Tudor Introduces the Royal (Including the Royal Day-Date)

Integrated bracelet and automatic.

Not long after Tudor unveiled the Black Bay Fifty-Eight Navy Blue – a well priced and solid albeit slightly predictable launch – the brand quietly announced something more surprising – the Tudor Royal.

Initially available only in four Asian markets, but now available worldwide starting November 2020, the Royal revives a model name last used several decades ago and applies it to an affordable watch with an integrated bracelet that has a retro, 1970s feel.

Initial thoughts

The Royal successfully combines various elements from past Tudor watches, with the exception of the dial, which looks a bit uninspired.

The integrated bracelet and case brings to mind models of the 1970s, like the Tudor Ranger for instance, while the alternating fluted-and-polished bezel has been used on various models, including the fairly recent Tudor Classic. But the dial is plain, though it was likely designed to appeal to an audience that wants an obviously classical dial with Roman numerals.

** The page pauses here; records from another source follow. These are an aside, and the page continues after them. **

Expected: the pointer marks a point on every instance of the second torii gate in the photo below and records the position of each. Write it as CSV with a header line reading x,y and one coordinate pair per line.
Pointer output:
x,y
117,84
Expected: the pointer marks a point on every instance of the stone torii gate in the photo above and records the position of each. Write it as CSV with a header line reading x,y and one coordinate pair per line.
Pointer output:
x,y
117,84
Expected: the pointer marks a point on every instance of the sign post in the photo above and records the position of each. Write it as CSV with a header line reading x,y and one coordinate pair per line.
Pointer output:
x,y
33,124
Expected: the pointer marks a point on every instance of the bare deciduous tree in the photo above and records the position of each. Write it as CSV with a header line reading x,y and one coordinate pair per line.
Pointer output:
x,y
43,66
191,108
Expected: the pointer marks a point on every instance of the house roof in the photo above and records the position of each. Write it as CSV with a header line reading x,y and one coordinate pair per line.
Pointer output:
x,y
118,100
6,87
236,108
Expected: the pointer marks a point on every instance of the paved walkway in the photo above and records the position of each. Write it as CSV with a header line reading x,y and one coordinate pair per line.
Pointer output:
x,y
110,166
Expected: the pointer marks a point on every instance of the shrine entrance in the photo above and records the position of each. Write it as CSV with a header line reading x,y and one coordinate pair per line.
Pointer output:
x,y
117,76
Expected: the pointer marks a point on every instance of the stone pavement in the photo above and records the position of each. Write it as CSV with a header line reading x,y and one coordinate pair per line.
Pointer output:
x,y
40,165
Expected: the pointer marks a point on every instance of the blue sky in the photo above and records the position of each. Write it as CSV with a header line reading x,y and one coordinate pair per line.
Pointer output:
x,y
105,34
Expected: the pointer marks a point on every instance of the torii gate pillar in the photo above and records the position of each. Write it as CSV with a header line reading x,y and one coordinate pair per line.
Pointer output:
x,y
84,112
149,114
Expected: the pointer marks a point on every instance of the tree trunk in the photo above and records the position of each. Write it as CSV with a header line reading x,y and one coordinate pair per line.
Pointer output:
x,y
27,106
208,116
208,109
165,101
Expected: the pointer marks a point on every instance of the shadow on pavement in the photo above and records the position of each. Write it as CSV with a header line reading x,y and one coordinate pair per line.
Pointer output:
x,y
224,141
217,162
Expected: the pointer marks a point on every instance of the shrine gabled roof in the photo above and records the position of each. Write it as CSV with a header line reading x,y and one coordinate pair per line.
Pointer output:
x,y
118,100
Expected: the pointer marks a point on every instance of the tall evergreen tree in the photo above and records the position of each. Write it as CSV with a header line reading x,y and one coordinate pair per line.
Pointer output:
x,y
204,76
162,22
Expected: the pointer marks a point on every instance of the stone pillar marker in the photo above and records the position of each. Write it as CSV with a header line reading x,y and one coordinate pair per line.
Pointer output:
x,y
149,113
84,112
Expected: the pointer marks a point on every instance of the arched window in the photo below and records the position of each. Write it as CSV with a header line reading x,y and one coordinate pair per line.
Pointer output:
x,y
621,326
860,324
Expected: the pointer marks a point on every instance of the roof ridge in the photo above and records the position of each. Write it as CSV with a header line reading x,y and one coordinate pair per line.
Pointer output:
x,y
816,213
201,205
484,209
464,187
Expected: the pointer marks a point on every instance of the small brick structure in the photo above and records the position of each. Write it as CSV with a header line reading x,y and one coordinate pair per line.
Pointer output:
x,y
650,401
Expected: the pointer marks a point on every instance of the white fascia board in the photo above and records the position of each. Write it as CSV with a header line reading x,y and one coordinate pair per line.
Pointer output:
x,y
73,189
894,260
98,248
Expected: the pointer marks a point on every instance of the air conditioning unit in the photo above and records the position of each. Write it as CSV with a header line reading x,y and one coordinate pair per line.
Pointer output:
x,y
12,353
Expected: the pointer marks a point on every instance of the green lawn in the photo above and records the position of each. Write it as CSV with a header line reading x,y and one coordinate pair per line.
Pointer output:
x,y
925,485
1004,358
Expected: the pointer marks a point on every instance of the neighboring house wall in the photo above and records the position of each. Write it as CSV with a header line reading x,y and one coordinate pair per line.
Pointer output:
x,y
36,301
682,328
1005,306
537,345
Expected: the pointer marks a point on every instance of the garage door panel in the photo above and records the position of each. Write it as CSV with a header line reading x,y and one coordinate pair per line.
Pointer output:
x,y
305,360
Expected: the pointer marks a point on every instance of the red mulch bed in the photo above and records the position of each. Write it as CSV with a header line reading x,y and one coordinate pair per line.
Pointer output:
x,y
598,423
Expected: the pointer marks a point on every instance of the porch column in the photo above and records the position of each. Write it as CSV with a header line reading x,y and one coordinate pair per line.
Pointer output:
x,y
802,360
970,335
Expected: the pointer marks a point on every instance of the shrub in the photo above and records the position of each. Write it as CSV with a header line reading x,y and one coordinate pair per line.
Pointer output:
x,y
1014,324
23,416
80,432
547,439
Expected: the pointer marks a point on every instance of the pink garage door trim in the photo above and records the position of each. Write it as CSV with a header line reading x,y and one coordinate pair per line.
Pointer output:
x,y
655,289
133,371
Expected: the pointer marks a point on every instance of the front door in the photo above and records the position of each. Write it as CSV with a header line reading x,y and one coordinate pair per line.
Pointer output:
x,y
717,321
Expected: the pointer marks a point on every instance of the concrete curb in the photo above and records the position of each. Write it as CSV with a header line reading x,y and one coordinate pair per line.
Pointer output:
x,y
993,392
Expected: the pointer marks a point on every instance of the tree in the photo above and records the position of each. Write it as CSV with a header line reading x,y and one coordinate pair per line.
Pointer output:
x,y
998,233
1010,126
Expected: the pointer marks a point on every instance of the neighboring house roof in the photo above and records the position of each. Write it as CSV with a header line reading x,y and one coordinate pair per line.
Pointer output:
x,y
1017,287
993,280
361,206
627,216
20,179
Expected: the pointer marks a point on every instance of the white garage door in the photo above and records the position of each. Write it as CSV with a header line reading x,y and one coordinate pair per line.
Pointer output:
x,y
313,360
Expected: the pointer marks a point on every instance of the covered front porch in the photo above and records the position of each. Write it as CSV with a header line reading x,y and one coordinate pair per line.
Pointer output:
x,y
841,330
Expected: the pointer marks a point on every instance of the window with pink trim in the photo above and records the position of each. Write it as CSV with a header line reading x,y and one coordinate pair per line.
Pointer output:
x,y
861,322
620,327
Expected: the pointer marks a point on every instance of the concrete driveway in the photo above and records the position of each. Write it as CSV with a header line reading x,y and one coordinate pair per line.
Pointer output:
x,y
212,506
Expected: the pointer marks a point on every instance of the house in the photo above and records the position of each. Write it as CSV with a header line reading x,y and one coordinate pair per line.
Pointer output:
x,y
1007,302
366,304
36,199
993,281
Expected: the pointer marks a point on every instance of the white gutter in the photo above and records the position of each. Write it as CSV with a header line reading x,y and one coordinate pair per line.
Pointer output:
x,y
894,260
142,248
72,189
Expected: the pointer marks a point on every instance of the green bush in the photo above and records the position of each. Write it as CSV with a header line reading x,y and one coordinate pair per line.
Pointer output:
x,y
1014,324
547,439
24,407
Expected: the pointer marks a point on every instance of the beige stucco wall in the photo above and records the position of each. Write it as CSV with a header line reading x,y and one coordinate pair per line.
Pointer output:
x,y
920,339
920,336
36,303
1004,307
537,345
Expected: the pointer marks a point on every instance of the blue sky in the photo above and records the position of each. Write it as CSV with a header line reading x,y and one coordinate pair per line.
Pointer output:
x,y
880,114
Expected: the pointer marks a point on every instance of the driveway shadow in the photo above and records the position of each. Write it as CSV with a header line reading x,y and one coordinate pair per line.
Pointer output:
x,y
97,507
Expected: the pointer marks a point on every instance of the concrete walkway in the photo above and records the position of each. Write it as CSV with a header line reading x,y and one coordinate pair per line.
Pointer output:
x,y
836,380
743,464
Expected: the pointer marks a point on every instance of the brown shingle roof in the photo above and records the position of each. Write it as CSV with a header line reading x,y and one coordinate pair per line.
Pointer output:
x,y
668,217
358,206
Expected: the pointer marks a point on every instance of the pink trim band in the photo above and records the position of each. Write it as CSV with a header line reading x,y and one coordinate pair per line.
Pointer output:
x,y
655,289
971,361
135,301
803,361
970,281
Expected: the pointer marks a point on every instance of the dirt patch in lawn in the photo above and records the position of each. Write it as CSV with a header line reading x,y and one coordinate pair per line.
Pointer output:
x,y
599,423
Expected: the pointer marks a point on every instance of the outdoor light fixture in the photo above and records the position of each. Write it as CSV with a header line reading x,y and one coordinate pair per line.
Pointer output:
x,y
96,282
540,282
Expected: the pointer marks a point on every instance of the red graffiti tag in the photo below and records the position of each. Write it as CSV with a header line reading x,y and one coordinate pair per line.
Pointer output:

I would have liked it with a more modern dial, but nevertheless the value proposition is clear. For someone who wants a solid watch that doesn’t look like a diving instrument, the Royal is an excellent buy.

With the base model priced a bit over US$2,000, the Royal is – like nearly all Tudor watches – excellent value for money given the high level of fit and finish of the external parts, which are likely the best in the price range. The movements inside are either Sellita or ETA calibres, which are not as sophisticated as Tudor’s proprietary movements, but for the price that’s entirely fair.

Integrated bracelet

Tudor describes this as a “sport-chic” watch, which is accurate enough, as the case has a screw-down crown and 100 m depth rating.

Available in four sizes – 41, 38, 34, and 28 mm – the case is available in steel or two-tone steel and 18k yellow gold, with the same integrated bracelet that’s five links across. And the bezel is different take on the traditional fluted bezel found on Tudor (and Rolex) watches, with the fluting alternating with polished sections.

Several dial styles are available, including diamond hour markers and mother of pearl, but all share the same design characterised by baton hands and applied Roman numerals. But only the 41 mm model is offered with the day-date function.

41 mm (pair on the left), and 38 mm

The 28 mm model with a mother-of-pearl dial and diamond markers

The larger versions are all powered by Sellita movements, while the the smallest 28 mm model is equipped with the ETA 2671. The movements share similar features and construction, including a relatively short 38-hour power reserve, which is probably the most weakness of the watch. In contrast, Tudor’s in-house movements boast a 70-hour power reserve, meaning you can remove the watch for the weekend and still have it running on Monday.

Key Facts and Price

Tudor Royal
Ref. 28600 (41 mm)
Ref. 28500 (38 mm)
Ref. 28400 (34 mm)
Ref. 28300 (28 mm)

Diameter: 41, 38, 34, and 28 mm
Thickness: Unavailable
Material: Stainless steel, 18k yellow gold
Crystal: Sapphire
Water resistance: 100 m

Movement: 41 mm – T603 (Sellita SW240); 38 and 34 mm – T601 (Sellita SW200); 28 mm – T201 (ETA 2671)
Functions: Hours, minutes and seconds; and day or date on larger models
Winding: Automatic
Frequency: 28,800 beats per hour (4 Hz)
Power reserve: 38 hours

Strap: Integrated metal bracelet

Availability: Now at boutiques and authorised retailers in China, Hong Kong, Taiwan, and Philippines; and then worldwide from November 2020
Price: From CHF2,200 for the 41 mm in steel, to CHF3,750 for the 38 mm in steel and gold with diamond indices

For more, visit Tudorwatch.com.

Correction August 15, 2020: Tudor’s in-house movements have a 70-hour power reserve, and not 72 hours as stated in an earlier version of the article.

Addition September 25, 2020: Added the fact that the Royal will be available worldwide starting November.

Addition November 13, 2020: The larger models are powered by Sellita movements, and not ETA calibres.